Another resident had a TV and computer taken after the suspect kicked in the door leading to his room.
“[The suspect] would have had to have seen the house,” Bagby said. “One of the guys had a 40 inch TV, that’s not something you just get lucky with. It could have been anyone who’s seen the inside of the house.”
University Police Chief Dave Baer declined to comment on the specifics of the investigation, but did say it seemed likely the perpetrator has seen the inside of the house.
Baer also said fraternities and sororities should exercise caution when leaving their houses empty.
“They should do like they do during the summer and tell us the house will be empty,” he said. “When we’re told no one would be there the officers can keep an eye on the house.”
Baer said when greek houses alert police their houses will be empty and police officers see movement inside that house, they know something’s up.
“Even if all but two or three guys are leaving, they should tell us,” Baer said. “They could leave those kids’ names and if the officer sees someone walking into the house, we could make sure that person belongs there.”

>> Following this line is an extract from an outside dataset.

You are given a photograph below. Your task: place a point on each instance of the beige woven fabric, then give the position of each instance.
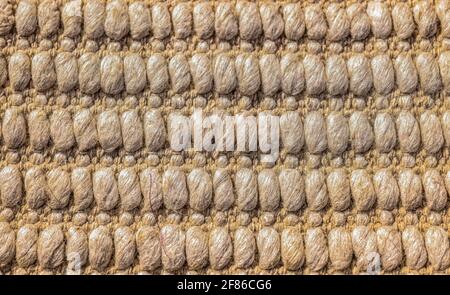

University Police do have leads and will work on them in the coming days, Baer said. And because the rooms the thief, or thieves, hit had been touched and contaminated, Peoria Police crime scene investigators were not called in.
In another, possibly related, theft, someone entered a room in the Pi Kappa Alpha house at 706 Institute Place and stole a $1,500 laptop.
Most of the members of Pike were also away from campus for a formal.
Baer said that case is also being investigated.
Regardless of whether the person who stole the electronics is caught, Bagby still has to work without a computer at the end of the semester, a traditionally busy time for students.
“I’m on my way to the library to use their computers,” he said.